In some embodiments, the web-based application may display to a user one or more results of organism classification. In some cases, the organisms may be unclassified. The organisms may be classified as groups of phylogenetically related organisms. FIG. 19 shows exemplary visualization of classifying organisms. The visualization of the classified organism shows the different members of the phylogenetic tree. The phylogenetic tree shows the possibilities of classes the organism may be from. The class at the top is the one that the software prescribes as the most likely depending on a set of criteria as described elsewhere herein.
In some cases, the members of the classified organisms may be sorted. The member may be sorted depending on criteria, for example, percentage of coverage RNA, percentage of coverage DNA, average nucleotide identity for RNA, average nucleotide identity for DNA, read counts for RNA, or read counts for DNA, or number of relevant publications, etc. In some cases, the sorting may depend on at least about 1, 2, 3, 4, 5, 6, 7, 8, 9, 10, or more criteria. In some cases, the sorting may depend on at most about 10, 9, 8, 7, 6, 5, 4, 3, 2, or less criteria. In some cases, the sorting may depend on 1 to 10, 1 to 8, 1 to 6, 1 to 4, or 1 to 3 criteria.

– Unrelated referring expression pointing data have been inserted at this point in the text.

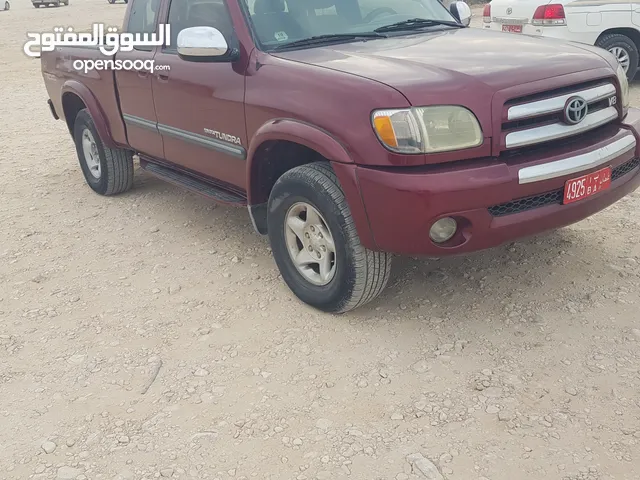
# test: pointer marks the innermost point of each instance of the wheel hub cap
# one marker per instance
(622, 55)
(310, 243)
(90, 151)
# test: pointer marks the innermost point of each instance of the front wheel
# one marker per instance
(624, 49)
(108, 171)
(315, 243)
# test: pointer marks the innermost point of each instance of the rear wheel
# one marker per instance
(315, 244)
(108, 171)
(624, 49)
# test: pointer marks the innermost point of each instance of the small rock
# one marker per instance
(421, 465)
(493, 392)
(421, 366)
(76, 359)
(68, 473)
(324, 424)
(49, 447)
(505, 416)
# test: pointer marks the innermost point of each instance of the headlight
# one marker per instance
(624, 86)
(427, 129)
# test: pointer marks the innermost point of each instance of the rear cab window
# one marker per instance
(143, 18)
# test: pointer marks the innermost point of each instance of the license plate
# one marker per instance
(580, 188)
(512, 28)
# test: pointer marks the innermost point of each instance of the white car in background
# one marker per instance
(609, 24)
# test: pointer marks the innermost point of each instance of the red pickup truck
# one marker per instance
(355, 130)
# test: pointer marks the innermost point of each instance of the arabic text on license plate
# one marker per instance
(577, 189)
(512, 28)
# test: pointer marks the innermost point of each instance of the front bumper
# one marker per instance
(491, 198)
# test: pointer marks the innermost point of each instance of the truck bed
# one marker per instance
(97, 86)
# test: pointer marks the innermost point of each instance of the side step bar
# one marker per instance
(194, 184)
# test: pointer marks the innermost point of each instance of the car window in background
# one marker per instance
(142, 18)
(277, 22)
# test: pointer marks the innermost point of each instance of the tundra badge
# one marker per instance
(223, 136)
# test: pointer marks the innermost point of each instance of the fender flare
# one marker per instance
(92, 104)
(295, 131)
(325, 144)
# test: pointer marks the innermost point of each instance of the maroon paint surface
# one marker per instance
(323, 98)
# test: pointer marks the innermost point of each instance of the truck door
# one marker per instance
(200, 105)
(135, 86)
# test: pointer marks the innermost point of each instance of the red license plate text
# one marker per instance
(512, 28)
(577, 189)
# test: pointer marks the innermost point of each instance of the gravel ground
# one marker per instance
(149, 335)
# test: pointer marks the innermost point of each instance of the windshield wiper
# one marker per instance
(416, 23)
(337, 37)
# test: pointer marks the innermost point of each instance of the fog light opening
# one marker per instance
(443, 230)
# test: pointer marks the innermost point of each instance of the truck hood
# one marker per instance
(428, 67)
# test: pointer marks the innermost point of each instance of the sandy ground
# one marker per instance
(518, 363)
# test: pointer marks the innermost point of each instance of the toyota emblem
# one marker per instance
(575, 110)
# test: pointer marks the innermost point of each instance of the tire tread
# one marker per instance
(372, 268)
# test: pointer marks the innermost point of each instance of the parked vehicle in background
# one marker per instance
(610, 24)
(355, 130)
(47, 3)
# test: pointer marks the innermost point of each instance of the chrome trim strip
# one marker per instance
(140, 122)
(578, 163)
(546, 133)
(555, 104)
(202, 141)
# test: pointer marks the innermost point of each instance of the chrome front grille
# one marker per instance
(540, 118)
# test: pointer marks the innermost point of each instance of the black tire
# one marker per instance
(617, 40)
(360, 274)
(116, 164)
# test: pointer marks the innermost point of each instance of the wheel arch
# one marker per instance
(282, 144)
(75, 97)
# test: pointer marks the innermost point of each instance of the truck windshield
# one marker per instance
(278, 23)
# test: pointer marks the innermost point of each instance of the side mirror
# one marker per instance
(204, 44)
(462, 12)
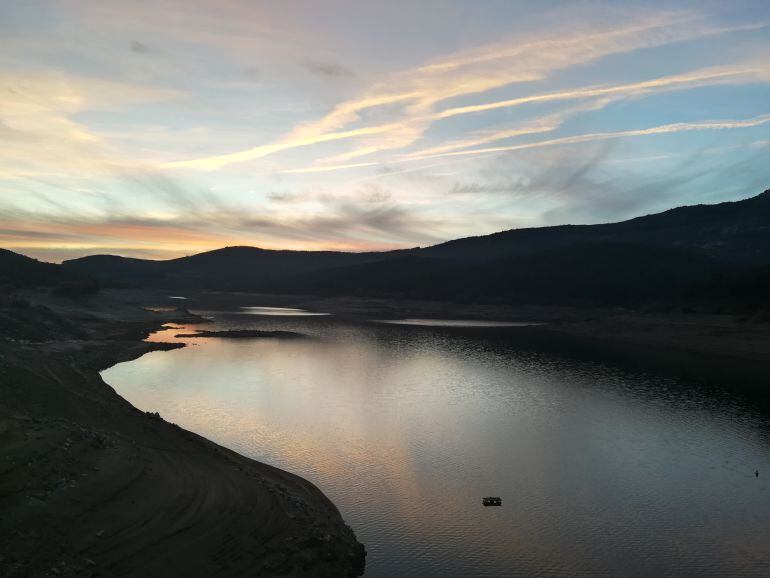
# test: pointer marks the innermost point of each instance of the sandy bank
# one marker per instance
(91, 486)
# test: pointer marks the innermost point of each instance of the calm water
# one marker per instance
(406, 428)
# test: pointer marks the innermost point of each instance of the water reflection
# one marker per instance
(405, 428)
(457, 323)
(280, 311)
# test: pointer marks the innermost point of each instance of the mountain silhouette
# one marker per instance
(708, 253)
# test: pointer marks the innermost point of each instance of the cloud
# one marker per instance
(416, 92)
(138, 47)
(591, 137)
(326, 69)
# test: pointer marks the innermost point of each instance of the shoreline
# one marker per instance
(90, 485)
(707, 348)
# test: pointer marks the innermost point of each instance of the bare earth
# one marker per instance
(91, 486)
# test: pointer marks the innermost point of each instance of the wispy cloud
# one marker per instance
(590, 137)
(419, 90)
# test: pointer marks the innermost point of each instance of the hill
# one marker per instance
(712, 253)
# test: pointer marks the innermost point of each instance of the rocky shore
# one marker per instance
(91, 486)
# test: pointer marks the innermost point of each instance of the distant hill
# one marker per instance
(712, 253)
(21, 271)
(736, 231)
(227, 269)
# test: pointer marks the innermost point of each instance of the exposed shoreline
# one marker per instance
(89, 485)
(724, 349)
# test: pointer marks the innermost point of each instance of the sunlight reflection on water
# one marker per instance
(280, 312)
(405, 428)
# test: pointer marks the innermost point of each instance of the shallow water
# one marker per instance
(602, 471)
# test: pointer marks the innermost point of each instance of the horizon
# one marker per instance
(417, 247)
(305, 127)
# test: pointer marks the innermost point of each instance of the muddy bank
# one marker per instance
(91, 486)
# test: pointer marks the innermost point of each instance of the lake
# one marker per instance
(406, 426)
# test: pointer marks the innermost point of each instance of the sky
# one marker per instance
(163, 128)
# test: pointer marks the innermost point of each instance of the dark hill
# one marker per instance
(736, 231)
(698, 250)
(20, 271)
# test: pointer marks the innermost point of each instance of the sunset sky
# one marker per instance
(164, 128)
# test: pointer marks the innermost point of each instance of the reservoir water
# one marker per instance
(602, 471)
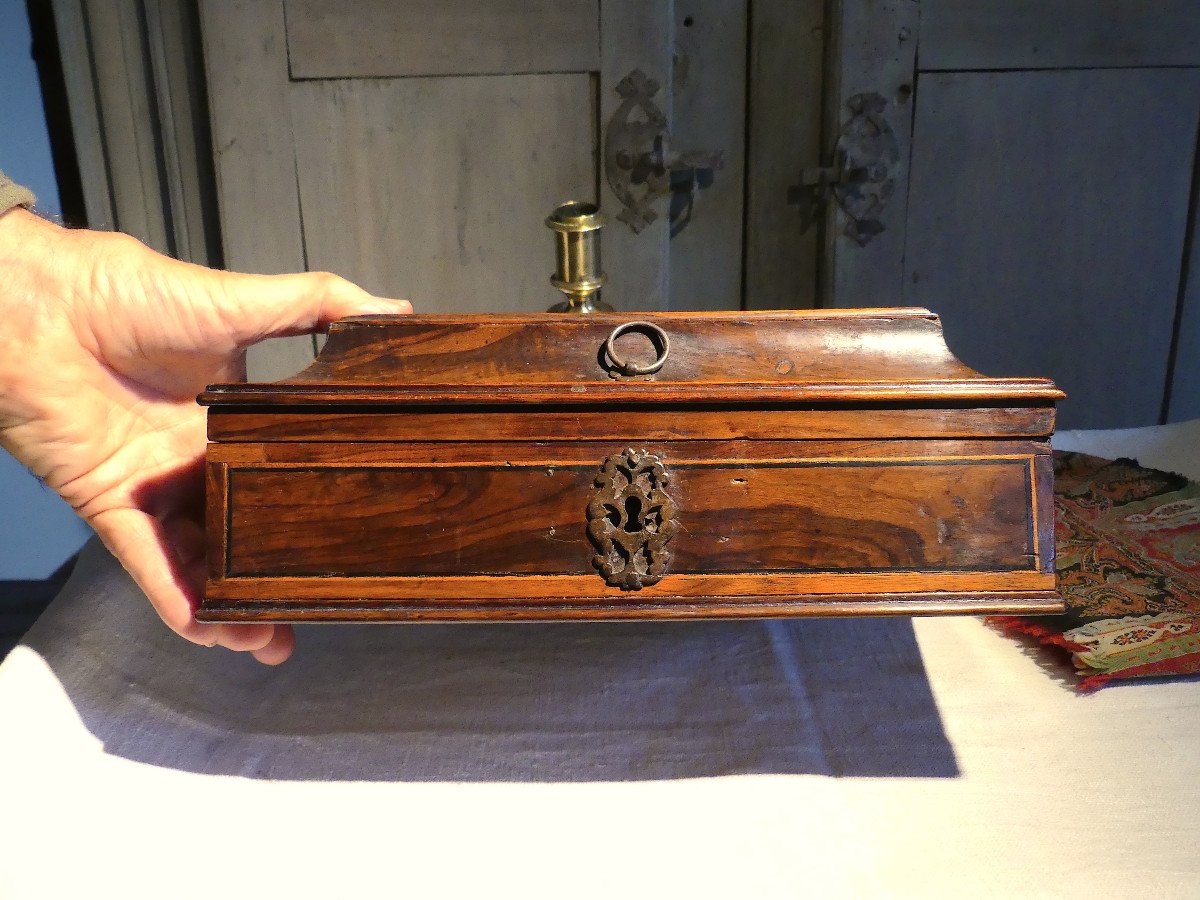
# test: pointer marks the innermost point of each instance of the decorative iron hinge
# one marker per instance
(640, 163)
(864, 178)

In some embodiments, the web-based application may display to a user quality control metrics as shown in FIG. 20. The metrics may be, for example, total raw reads, unique reads, post-adaptor reads, post-quality reads, total IC norm reads, percentage of bases with a quality score of 30 or higher (% Q30), mean read length, entropy, G Content, library Q score, library size, library concentration, sample index, mean read length, etc. The metrics may be as described elsewhere herein. The metrics may be for RNA metrics and/or DNA metrics. In some cases, the metrics may be displayed. In some cases, the metrics may display a value or number. In some cases, the metrics may be displayed in chart, for example, a horizontal bar chart, vertical bar chart, pie chart, venn diagram. In some cases, the display may display at least about 1, 2, 3, 4, 5, 6, 7, 8, 9, 10, 11, 12, 13, 14, 15, 16, 17, 18, 19, 20, 21, 22, 23, 24, 25, 50, 100, 500, or more metrics. In some cases, the display may display at most about 500, 100, 50, 25, 24, 23, 22, 21, 20, 19, 18, 17, 16, 15, 14, 13, 12, 11, 10, 9, 8, 7, 6, 5, 4, 3, 2, or less metrics. In some cases, the display may display 1 to 500, 1 to 100, 1 to 50, 1 to 25, 1 to 10, or 1 to 5 metrics.

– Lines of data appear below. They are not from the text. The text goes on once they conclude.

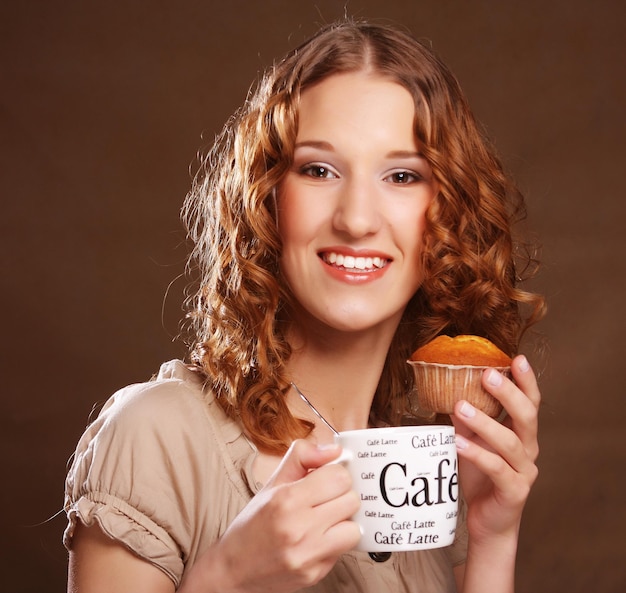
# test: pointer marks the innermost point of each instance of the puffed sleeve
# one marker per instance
(141, 471)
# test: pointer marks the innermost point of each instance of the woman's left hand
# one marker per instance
(497, 460)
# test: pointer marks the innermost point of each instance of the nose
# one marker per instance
(357, 211)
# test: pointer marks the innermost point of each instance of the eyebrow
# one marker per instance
(323, 145)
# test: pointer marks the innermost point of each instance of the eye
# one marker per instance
(403, 177)
(318, 171)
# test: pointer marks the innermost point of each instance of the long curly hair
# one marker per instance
(472, 266)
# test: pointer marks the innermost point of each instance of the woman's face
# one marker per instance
(351, 210)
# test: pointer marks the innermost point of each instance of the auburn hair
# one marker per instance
(471, 265)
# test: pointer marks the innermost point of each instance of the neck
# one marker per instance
(339, 376)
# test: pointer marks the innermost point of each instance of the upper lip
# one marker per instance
(354, 258)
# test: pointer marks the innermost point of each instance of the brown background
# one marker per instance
(102, 108)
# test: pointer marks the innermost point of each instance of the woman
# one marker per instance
(350, 212)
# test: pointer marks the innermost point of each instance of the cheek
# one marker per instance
(298, 216)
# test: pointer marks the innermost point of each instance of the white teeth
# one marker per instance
(350, 262)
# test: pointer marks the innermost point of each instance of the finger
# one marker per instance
(526, 379)
(324, 484)
(300, 459)
(500, 441)
(520, 401)
(512, 479)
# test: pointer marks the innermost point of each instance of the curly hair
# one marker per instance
(471, 264)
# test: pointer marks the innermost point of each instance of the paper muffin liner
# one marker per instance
(439, 386)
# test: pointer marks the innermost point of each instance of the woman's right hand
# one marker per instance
(290, 534)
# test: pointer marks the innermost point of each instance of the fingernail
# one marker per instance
(494, 378)
(461, 443)
(328, 447)
(468, 410)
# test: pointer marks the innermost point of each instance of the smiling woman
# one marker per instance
(357, 190)
(348, 213)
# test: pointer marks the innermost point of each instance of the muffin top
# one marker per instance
(462, 350)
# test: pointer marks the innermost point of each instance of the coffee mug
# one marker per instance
(407, 480)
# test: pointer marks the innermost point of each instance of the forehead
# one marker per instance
(359, 101)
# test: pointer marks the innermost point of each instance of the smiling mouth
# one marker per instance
(351, 262)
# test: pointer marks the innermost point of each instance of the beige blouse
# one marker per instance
(164, 471)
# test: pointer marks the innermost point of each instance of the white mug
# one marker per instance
(407, 480)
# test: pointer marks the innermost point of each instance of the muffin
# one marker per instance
(449, 369)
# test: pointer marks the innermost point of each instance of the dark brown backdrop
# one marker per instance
(102, 108)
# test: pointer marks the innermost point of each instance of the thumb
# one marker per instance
(300, 459)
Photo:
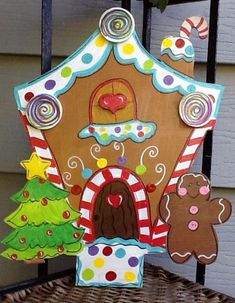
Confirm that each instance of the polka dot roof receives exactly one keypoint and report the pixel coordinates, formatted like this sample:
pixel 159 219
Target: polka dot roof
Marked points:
pixel 93 54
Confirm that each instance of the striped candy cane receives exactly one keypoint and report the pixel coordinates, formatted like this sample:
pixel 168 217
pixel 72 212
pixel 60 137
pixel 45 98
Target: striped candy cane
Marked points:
pixel 197 22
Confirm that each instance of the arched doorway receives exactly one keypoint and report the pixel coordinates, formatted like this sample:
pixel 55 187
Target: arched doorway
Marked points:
pixel 114 213
pixel 113 196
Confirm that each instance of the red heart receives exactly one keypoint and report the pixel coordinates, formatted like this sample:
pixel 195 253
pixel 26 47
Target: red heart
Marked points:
pixel 114 200
pixel 113 102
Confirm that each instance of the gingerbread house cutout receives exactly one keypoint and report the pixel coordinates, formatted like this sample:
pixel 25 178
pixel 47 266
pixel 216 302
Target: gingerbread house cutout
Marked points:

In some cases, mean read length may be after adaptor and quality trimming the reads in the Fastq. In some cases, the reads in the Fastq may be less than in the original demultiplexed Fastq. In some cases, the mean of the shortened reads may give an indication of the extent of trimming.
In some cases, sample index(es) may be the nucleotides (ntd) added to the sequencing libraries that may enable multiplexed sequencing (many sample libraries on one flowcell). In some cases, the number of nucleotides added may be at least about 1, 2, 3, 4, 5, 6, 7, 8, 9, 10, 11, 12, 13, 14, 15 or more. In some cases, the number of nucleotides added may be at most about 15, 14, 13, 12, 11, 10, 9, 8, 7, 6, 5, 4, 3, 2 or less. In some cases, the number of nucleotides added may be from about 1 to 15, 1 to 10, 1 to 5, 3 to 15, 3 to 12, 3 to 10, 3 to 5, 6 to 15, 6 to 12, or 6 to 10. In some cases, the index reads may provide the mechanism to de-multiplex the reads into separate Fastq files.

Computer Systems

The present disclosure provides computer systems that are programmed to implement methods of the disclosure. FIG. 12 shows a computer system 1201 that is programmed or otherwise configured to process and/or assay a sample. The computer system 1201 may regulate various aspects of sample processing and assaying of the present disclosure, such as, for example, activation of a valve or pump to transfer a reagent or sample from one chamber to another or application of heat to a sample (e.g., during an amplification reaction). The computer system 1201 may be an electronic device of a user or a computer system that is remotely located with respect to the electronic device. The electronic device may be a mobile electronic device.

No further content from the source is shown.